Museum admission is $12 per adult, $10 for veterans & seniors and $7 for students
Museum admission is $12 per adult, $10 for veterans & seniors and $7 for students
The American Revolution became inevitable as far back as 1643 when the New England Confederation of Plymouth, Massachusetts Bay, Connecticut, and New Haven was formed for defense against the Indians and the Dutch. In 1754, representatives of seven northern colonies met at Albany, N.Y., to consider plans for a permanent union of all the colonies for defense against the French and Indians and for other purposes, but the time was not yet right for a union.
After England won the French and Indian war in 1763, England turned their attention to ways of increasing government revenues to pay the war debt. England believed this could be accomplished by enforcing the Navigation Acts of 1651, 1660, 1672, 1696 and the Molasses Act of 1733 and the Sugar Act of 1764. They required that most of the trade of the British colonies be carried in British or colonial ships so that all tax collection could be controlled. The frontiersmen found that their expansion westward was halted by a Royal Proclamation in 1763 stopping them at a line created at the Appalachian Mountains.

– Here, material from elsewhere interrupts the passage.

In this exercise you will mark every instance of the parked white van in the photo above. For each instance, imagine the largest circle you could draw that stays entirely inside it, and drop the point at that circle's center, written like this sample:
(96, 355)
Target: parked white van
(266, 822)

Open opposition to all of these acts became serious when the Stamp Act of 1765 was passed. Parliament passed it with no thought that any colony would object. But the slogan “no taxation without representation” swept over the land and unofficial delegates of nine colonies met in New York City in September 1765 and drew up declarations of rights and grievances. Although the hated stamp act never went into effect and was repealed in less than a year, unrest and trouble continued.
In 1767, Parliament, reasserting its sovereign power, passed an act levying duties on tea, glass, paper, and a few other articles, only to arouse new opposition from the Colonies. In Massachusetts, British troops were used to suppress disorders, but this action led to the Boston Massacre, in which soldiers fired on citizens. Under pressure, the act of 1767 was repealed and, by 1773, only a modest tax was left to uphold the principle of Parliamentary authority. By that time the colonists had determined not to pay the tax. In Boston, the Sons of Liberty, disguised as Indians, boarded ships in the harbor and threw cargoes of tea into the water, an action known as the Boston Tea Party.
After the Boston Tea Party, the British Parliament, early in 1774, passed the Intolerable Acts. One of these closed the port of Boston; three others revised the government of Massachusetts and took many powers away from the people; and a fifth granted toleration to the Catholics in Canada and extended the boundary of Quebec to the Ohio River. The American colonists then took a serious step. Following the leadership of Massachusetts, the colonists called the First Continental Congress to meet in Philadelphia at Carpenters’ Hall in September 1774. Statesman with abilities such as are seldom found in a body of equal size, attended as delegates to the Congress. This Congress decided to cease importing British goods until its demands were met. It also provided for a meeting, if necessary, of a second Continental Congress in May 1775.
The well-known battles of Lexington and Concord followed on April 19, 1775. The die was cast and war had begun. The Second Continental Congress met in May 1775, and provided for the raising and supplying of an army and appointed George Washington of Virginia commander-in-chief.
For a year the colonists fought only for their rights as Englishmen. At Bunker Hill, Ticonderoga, and Boston, their soldiers demonstrated that they could defeat the British regulars. On July 4, 1776, the Second Continental Congress adopted the Declaration of Independence. Although a committee reported it, the Declaration was written almost entirely by Thomas Jefferson.
By 1778 Benjamin Franklin was able to secure a treaty of alliance with France. With French financial aid, trained soldiers, and sea power, the Revolution continued. It ended at Yorktown in 1781 when British General Charles Cornwallis and his entire army surrendered to Washington’s colonial forces.
A constitutional convention was assembled in Philadelphia in 1787 with all thirteen Colonies represented. It was composed of a group of men seldom matched in world history for ability, sound judgment, wisdom, and devotion to their country’s welfare. In secret sessions, they composed a constitution, the only law of the eighteenth century that is still able to satisfy the needs of a great modern nation.
In the elections that followed, a grateful people unanimously elected George Washington as their first president. He was inaugurated on April 30, 1789, in New York City, the capital for that one year.